Tecnologias FBI e NSA tentam identificar autores do ciberataque

FBI e NSA tentam identificar autores do ciberataque

O presidente dos EUA convocou uma reunião na passada sexta-feira à noite para avaliar o impacto do ataque de "ransmoware" que terá afectado mais de 150 países no final da semana passada.
FBI e NSA tentam identificar autores do ciberataque
Bloomberg
Paulo Zacarias Gomes 14 de maio de 2017 às 17:43
Os oficiais de segurança interna reuniram pelo menos por duas vezes na Casa Branca entre sexta-feira e sábado na sequência do ciberataque de que foram alvo dezenas de milhares de sistemas informáticos em pelo menos 150 países no final da semana passada.

A Reuters avança, citando fonte próxima da administração Trump, que o presidente norte-americano pediu ao seu conselheiro de segurança interna, Tom Bossert, que realizasse uma reunião de emergência. Horas depois deste encontro, que decorreu na sexta-feira à noite, os responsáveis pela segurança reuniram na sala de operações da Casa Branca.

A agência noticiosa, citando fontes anónimas, acrescenta que o FBI e a Agência de Segurança Nacional (NSA na sigla em inglês) estão a procurar identificar os autores do ataque informático. 

O director da Europol, Rob Wainwright, manifestou este domingo preocupação com o nível de potenciais ataques na manhã desta segunda-feira, o primeiro dia útil da semana.

"Os números estão a subir, estou preocupado sobre se continuarão a aumentar quando as pessoas voltarem ao trabalho e ligarem os seus computadores na segunda-feira de manhã," afirmou, citado pela Reuters.

Em causa está um software malicioso que bloqueia o uso de computadores fazendo depender a sua reactivação do pagamento de um resgate e que foi disseminado por dezenas de milhares de máquinas em todo o mundo. Esse software explora vulnerabilidades e terá sido desenvolvido pela agência de segurança nacional norte-americana, a NSA.

A ferramenta terá sido roubada e disseminada por um grupo denominado Shadow Brokers.
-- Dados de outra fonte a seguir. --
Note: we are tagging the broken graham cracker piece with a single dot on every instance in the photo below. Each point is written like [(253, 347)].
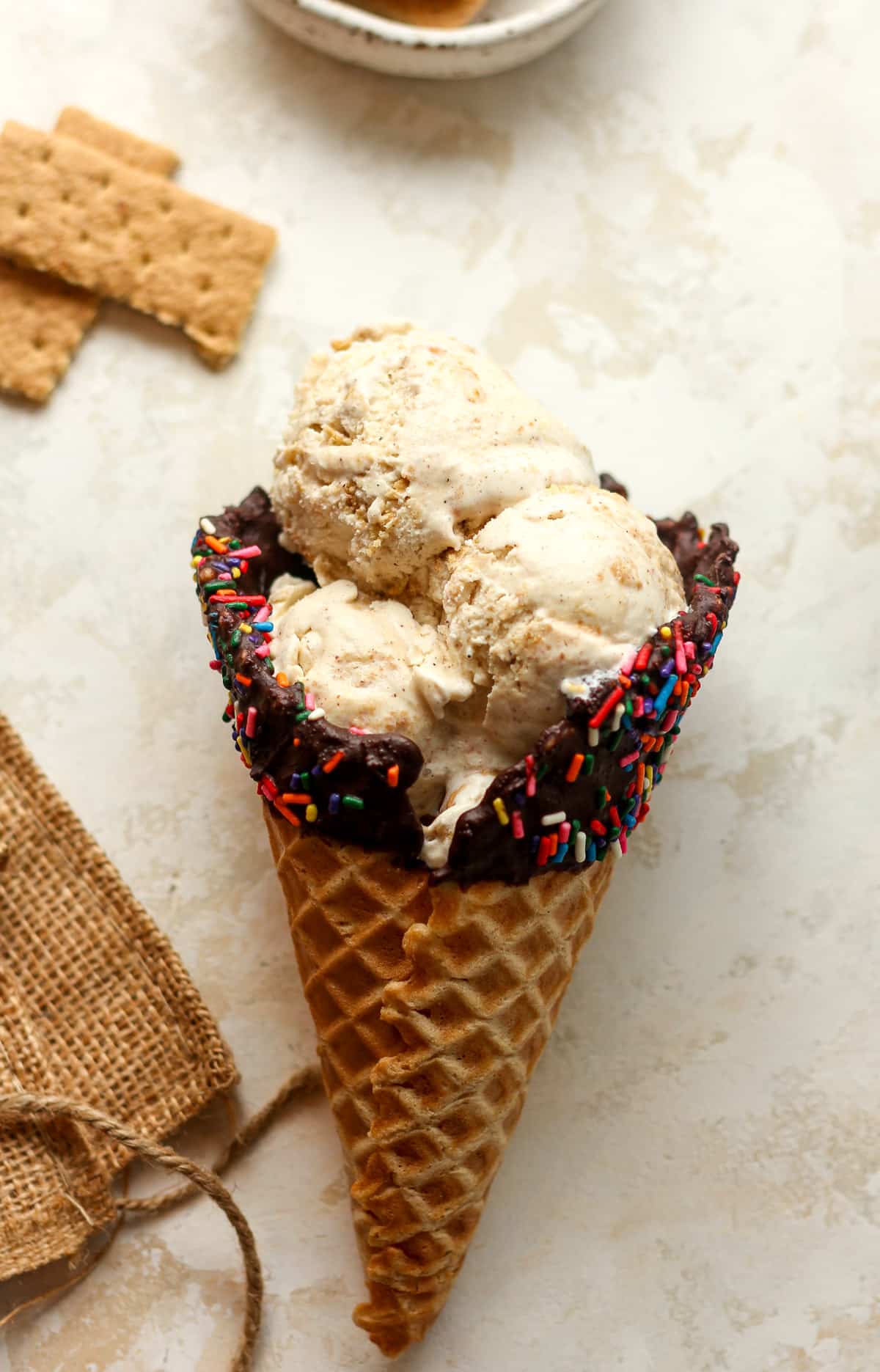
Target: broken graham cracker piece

Em Março a Microsoft desenvolveu uma "patch", ou "remendo", para as vulnerabilidades exploradas por este software, mas que não foi actualizada em vários sistemas, expondo-os.

O ataque informático que agora se sabe ter sido generalizado, afectou organismos e empresas como bancos na Rússia, hospitais no Reino Unido e a operadora de telecomunicações espanhola Telefónica, obrigando em Portugal empresas como a EDP a cortar o acesso dos seus serviços à internet.

Um perito inglês em cibersegurança, com 22 anos e responsável pelo ‘site’ MalwareTech, assumiu entretanto ter travado acidentalmente o ciberataque de sexta-feira que, de acordo com as informações do Centro Nacional de Cibersegurança português, terá tido origem no Brasil. 

O ataque terá sido travado de forma "acidental", ao encontrar uma forma de interromper o efeito destrutivo no código do software malicioso, impedindo que se alastrasse a mais computadores. Segundo a BBC, o investigador reparou que o software estava insistentemente a tentar contactar um endereço específico de internet que não se encontrava, contudo, registado em nome de ninguém.

Com cerca de 10 dólares comprou o registo do endereço e a partir daí conseguiu perceber o rasto dos ataques e dos pedidos de resgate que eram feitos e alterar o código introduzindo-lhe um "kill switch", um género de interruptor de emergência. 

"Há muito dinheiro envolvido. Eles [os atacantes] não têm razão para parar. Não é preciso muito esforço para mudarem o código e começarem de novo," alerta, sugerindo que isso permitirá que voltem à carga "muito em breve," afirmou o especialista.